Homily on the Withered Fig Tree and on the Parable of the Vineyard
Second Discourse
By St. John of Damascus
Second Discourse
By St. John of Damascus
I am moved to speak by the personal Word of God the Father — He who did not depart from the bosom of the Father and was ineffably conceived in the womb of the Virgin; He who became for my sake what I am, He who is impassible in His divinity yet clothed Himself with a passible body like mine; He who rides upon the cherubic chariots and upon the earth mounts a colt (cf. Matt. 21:7–9).
The King of glory — He who together with the Father and the Spirit is praised by the Seraphim as holy and receives the lisping praises of children from their innocent tongues; He who is God and has the form of a servant and took the form of a servant; He who is immaterial and invisible God and yet accepted to assume a visible and tangible body; He who willingly went to the Passion, in order to grant me dispassion.

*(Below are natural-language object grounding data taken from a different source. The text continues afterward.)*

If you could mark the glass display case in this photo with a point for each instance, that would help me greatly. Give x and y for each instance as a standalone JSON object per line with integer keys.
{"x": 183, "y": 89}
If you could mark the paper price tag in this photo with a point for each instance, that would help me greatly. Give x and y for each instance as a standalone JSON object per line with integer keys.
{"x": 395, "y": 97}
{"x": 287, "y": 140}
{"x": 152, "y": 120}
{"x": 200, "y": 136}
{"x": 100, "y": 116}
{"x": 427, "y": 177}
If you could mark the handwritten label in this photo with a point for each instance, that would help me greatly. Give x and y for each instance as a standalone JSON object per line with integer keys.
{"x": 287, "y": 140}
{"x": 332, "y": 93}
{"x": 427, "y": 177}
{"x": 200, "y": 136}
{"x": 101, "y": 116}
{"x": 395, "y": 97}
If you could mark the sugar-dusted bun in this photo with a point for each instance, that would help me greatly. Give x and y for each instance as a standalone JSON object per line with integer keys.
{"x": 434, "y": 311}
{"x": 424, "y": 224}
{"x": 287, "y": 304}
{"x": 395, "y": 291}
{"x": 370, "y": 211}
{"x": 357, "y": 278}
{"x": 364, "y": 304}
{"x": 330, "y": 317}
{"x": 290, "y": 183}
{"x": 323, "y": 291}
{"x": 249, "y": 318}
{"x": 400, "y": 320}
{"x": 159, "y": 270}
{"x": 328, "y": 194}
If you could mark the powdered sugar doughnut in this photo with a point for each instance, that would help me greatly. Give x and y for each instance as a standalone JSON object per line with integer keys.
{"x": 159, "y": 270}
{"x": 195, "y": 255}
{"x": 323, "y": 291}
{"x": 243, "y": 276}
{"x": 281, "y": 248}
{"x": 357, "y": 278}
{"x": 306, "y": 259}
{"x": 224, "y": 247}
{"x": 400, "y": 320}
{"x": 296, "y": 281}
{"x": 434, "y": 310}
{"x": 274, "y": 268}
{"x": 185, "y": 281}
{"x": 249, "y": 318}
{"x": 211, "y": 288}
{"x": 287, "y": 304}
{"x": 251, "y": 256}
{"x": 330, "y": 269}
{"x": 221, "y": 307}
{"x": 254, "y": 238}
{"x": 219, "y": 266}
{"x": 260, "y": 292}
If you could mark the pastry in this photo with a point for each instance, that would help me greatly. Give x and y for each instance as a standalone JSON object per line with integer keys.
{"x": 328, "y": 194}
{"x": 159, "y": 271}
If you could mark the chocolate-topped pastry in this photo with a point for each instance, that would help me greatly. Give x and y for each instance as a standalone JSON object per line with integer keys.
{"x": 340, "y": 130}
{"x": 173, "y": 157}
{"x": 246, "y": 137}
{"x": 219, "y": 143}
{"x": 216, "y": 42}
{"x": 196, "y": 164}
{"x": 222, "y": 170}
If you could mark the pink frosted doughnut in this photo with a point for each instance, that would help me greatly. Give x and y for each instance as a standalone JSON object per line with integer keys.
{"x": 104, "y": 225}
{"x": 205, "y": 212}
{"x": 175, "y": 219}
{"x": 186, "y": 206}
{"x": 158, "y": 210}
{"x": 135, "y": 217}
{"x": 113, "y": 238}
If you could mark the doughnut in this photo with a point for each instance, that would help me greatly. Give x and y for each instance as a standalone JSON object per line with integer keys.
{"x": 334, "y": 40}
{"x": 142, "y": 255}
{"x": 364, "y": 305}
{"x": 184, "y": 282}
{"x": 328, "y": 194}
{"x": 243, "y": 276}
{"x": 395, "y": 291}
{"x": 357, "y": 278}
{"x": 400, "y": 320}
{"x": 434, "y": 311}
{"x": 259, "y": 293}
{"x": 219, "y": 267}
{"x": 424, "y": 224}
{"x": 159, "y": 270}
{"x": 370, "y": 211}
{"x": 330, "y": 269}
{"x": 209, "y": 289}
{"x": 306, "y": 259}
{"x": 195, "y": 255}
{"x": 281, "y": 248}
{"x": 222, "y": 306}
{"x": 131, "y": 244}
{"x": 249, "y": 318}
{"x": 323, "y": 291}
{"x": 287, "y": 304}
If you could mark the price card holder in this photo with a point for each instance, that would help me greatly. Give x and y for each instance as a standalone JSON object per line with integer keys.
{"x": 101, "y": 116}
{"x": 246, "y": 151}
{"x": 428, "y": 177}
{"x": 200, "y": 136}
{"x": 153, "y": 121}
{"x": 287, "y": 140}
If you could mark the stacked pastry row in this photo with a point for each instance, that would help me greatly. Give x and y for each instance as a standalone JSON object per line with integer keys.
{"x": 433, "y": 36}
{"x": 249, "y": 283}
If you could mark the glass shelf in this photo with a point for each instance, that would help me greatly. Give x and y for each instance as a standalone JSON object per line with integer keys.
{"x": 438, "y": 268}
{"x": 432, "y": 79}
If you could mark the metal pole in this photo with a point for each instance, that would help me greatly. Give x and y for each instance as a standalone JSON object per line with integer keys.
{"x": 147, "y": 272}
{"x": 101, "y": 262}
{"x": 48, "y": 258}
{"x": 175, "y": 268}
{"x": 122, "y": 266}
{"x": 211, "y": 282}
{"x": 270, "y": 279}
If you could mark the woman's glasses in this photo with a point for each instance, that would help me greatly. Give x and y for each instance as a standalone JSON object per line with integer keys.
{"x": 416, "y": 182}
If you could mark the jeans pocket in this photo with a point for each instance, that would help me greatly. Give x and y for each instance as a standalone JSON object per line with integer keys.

For when He saw man, the work of His hands, deceived by the guile of the serpent — man whom He had formed according to His image and likeness, yet who had fallen into the transgression of His commandment and had become subject to corruption and liable to death — He who is full of compassion could not endure the loss of the one whom He loved. Rather, He called him back in many ways to return and repentance, chastening him as an ungrateful servant, as a child of immature mind, in many and various ways, and devising every means to shake off the tyranny of the despot and return to his Creator.